The Arlington County Board on Tuesday approved spending more than $2 million for the construction of a public plaza in the Columbia Pike area.
The Penrose Square Public Plaza, which is expected to be complete by September 2012, would be the first and largest of three such public spaces in a transformed Columbia Pike corridor.
A county staff report calls the construction of the plaza the "first step" in realizing the public space goals set out in a 2005 revitalization plan for the corridor.
The plaza will be situated on a 17,360-square-foot parcel at 2503 Columbia Pike. Penrose Square Associates, the developer of the new apartment complex in that area with the same name, gave the land to the county in May.
The plaza will include a fountain, a tree-covered terrace with tables and chairs, a commissioned piece of public art, and a grass mound for "informal seating."
The county board awarded a $1.6 million contract to Rockville, Md.-based Meridian Construction Co. for construction of the plaza.
The board also awarded $425,000 to California-based sculptor Richard Deutsch for the creation of the public artwork for the site -- a two-piece sculpture called Echo.
Echo is described in a county staff report as being made up of two granite monoliths, 30 feet apart, each with a parabola carved into it. A person at one of the monoliths will be able to speak into it and be heard by someone at the other, according to the staff report.

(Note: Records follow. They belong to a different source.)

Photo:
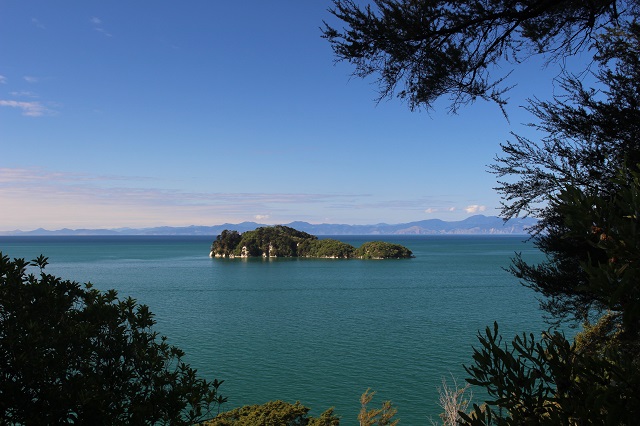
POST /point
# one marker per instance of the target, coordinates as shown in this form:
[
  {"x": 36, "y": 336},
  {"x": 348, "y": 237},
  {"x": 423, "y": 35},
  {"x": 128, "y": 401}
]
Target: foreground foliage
[
  {"x": 72, "y": 354},
  {"x": 581, "y": 179},
  {"x": 424, "y": 50}
]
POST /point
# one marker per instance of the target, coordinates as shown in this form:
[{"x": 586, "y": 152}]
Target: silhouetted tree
[
  {"x": 422, "y": 50},
  {"x": 72, "y": 354}
]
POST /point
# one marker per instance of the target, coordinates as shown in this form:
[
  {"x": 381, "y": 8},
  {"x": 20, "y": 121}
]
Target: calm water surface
[{"x": 320, "y": 331}]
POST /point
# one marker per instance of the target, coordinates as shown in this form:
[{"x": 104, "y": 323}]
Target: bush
[{"x": 72, "y": 354}]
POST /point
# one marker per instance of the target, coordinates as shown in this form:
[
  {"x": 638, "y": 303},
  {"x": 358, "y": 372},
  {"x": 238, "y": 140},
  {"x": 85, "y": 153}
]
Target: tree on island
[
  {"x": 284, "y": 241},
  {"x": 424, "y": 50},
  {"x": 582, "y": 180},
  {"x": 73, "y": 354}
]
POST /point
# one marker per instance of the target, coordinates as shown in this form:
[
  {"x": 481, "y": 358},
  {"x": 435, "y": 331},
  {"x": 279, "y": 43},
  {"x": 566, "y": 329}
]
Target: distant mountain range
[{"x": 478, "y": 224}]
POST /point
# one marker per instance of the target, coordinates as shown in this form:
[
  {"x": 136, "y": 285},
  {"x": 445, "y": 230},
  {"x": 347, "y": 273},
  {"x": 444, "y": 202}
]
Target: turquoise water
[{"x": 320, "y": 331}]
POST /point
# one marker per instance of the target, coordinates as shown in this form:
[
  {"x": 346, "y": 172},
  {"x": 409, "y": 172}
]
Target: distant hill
[{"x": 478, "y": 224}]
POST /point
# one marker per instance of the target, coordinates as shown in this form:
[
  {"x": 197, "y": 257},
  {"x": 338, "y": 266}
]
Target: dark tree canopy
[
  {"x": 422, "y": 50},
  {"x": 73, "y": 354},
  {"x": 590, "y": 137}
]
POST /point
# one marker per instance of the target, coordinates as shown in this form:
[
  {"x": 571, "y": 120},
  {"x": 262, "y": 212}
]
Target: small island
[{"x": 283, "y": 241}]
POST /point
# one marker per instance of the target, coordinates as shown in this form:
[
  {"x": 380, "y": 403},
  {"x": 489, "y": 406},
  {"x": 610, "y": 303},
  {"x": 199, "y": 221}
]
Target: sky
[{"x": 205, "y": 112}]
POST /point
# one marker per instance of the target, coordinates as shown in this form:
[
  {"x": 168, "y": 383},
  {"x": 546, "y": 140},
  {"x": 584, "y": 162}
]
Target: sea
[{"x": 318, "y": 331}]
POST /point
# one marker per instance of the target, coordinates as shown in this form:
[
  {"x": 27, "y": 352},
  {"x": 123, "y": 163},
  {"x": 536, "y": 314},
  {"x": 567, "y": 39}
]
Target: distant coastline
[{"x": 474, "y": 225}]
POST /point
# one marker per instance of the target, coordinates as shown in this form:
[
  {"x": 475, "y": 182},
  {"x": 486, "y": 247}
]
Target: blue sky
[{"x": 130, "y": 114}]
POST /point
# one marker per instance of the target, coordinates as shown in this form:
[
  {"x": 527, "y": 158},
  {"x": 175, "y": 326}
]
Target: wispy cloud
[
  {"x": 97, "y": 25},
  {"x": 40, "y": 197},
  {"x": 475, "y": 208},
  {"x": 29, "y": 109},
  {"x": 24, "y": 94}
]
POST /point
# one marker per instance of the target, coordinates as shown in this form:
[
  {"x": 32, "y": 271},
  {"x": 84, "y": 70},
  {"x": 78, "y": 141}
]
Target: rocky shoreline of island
[{"x": 283, "y": 241}]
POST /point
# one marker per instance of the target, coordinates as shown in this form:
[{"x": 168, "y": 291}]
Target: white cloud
[
  {"x": 30, "y": 109},
  {"x": 475, "y": 208}
]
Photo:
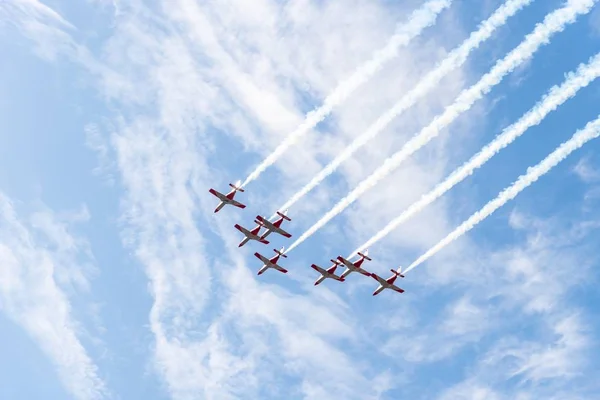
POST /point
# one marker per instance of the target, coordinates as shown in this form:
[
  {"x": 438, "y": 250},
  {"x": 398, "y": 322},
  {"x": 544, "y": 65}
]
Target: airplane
[
  {"x": 272, "y": 262},
  {"x": 329, "y": 273},
  {"x": 274, "y": 226},
  {"x": 251, "y": 234},
  {"x": 228, "y": 198},
  {"x": 389, "y": 282},
  {"x": 355, "y": 266}
]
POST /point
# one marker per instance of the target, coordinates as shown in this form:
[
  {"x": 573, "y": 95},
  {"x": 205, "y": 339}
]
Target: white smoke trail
[
  {"x": 584, "y": 75},
  {"x": 553, "y": 23},
  {"x": 418, "y": 21},
  {"x": 455, "y": 59},
  {"x": 591, "y": 131}
]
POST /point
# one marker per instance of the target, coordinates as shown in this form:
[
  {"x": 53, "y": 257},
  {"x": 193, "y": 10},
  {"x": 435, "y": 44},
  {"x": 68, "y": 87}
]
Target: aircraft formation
[{"x": 273, "y": 262}]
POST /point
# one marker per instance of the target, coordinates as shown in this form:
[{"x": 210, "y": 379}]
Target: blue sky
[{"x": 119, "y": 282}]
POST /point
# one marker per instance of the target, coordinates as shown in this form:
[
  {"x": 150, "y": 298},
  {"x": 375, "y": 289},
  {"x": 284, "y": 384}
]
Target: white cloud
[
  {"x": 195, "y": 87},
  {"x": 37, "y": 260},
  {"x": 586, "y": 171}
]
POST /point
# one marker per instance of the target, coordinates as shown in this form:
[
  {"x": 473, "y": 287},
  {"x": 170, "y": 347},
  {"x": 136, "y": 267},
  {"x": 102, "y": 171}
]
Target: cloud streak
[
  {"x": 584, "y": 75},
  {"x": 454, "y": 60},
  {"x": 553, "y": 23},
  {"x": 418, "y": 21},
  {"x": 31, "y": 296},
  {"x": 589, "y": 132}
]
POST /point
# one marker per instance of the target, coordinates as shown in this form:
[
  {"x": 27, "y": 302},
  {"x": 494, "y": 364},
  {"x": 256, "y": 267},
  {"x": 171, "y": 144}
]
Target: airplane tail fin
[
  {"x": 398, "y": 272},
  {"x": 237, "y": 186},
  {"x": 280, "y": 252},
  {"x": 282, "y": 215}
]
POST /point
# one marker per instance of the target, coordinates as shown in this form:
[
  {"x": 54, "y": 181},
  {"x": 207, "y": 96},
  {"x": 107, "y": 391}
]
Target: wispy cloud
[
  {"x": 553, "y": 23},
  {"x": 455, "y": 59},
  {"x": 38, "y": 259},
  {"x": 219, "y": 332},
  {"x": 557, "y": 95},
  {"x": 419, "y": 20},
  {"x": 591, "y": 131}
]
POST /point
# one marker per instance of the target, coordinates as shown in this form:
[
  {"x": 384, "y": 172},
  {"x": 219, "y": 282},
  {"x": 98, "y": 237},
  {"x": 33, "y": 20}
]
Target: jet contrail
[
  {"x": 557, "y": 95},
  {"x": 591, "y": 131},
  {"x": 553, "y": 23},
  {"x": 418, "y": 21},
  {"x": 455, "y": 59}
]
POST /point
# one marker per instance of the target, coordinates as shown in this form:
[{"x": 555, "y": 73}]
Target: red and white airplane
[
  {"x": 355, "y": 266},
  {"x": 389, "y": 282},
  {"x": 228, "y": 198},
  {"x": 272, "y": 262},
  {"x": 328, "y": 273},
  {"x": 274, "y": 226},
  {"x": 251, "y": 234}
]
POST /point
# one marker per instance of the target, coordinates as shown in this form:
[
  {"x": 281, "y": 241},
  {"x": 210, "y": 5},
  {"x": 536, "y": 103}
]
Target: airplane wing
[
  {"x": 236, "y": 203},
  {"x": 278, "y": 268},
  {"x": 249, "y": 234},
  {"x": 262, "y": 258},
  {"x": 379, "y": 279},
  {"x": 396, "y": 288},
  {"x": 347, "y": 263},
  {"x": 353, "y": 267},
  {"x": 268, "y": 262},
  {"x": 320, "y": 270},
  {"x": 269, "y": 225},
  {"x": 226, "y": 199},
  {"x": 221, "y": 196}
]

The sculpture was inspired by three radio attenaes, known as the "three sisters," that once towered nearby. The artwork is designed to highlight the role those antennaes played in the development of the United States' trans-Atlantic communication capability, the staff report states.
Jim Hurysz, a Green Party activist from Fairlington, called the plaza "extravagant even by Arlington's standards." He criticized the board for spending money on the plaza rather than forcing the developer to shoulder the burden. The public money would be better spent on Arlington's homeless or the library system, Hursyz said.
The public plaza is expected to cost the county about $88,000 to operate and maintain its first year, and about $101,000 annually after that.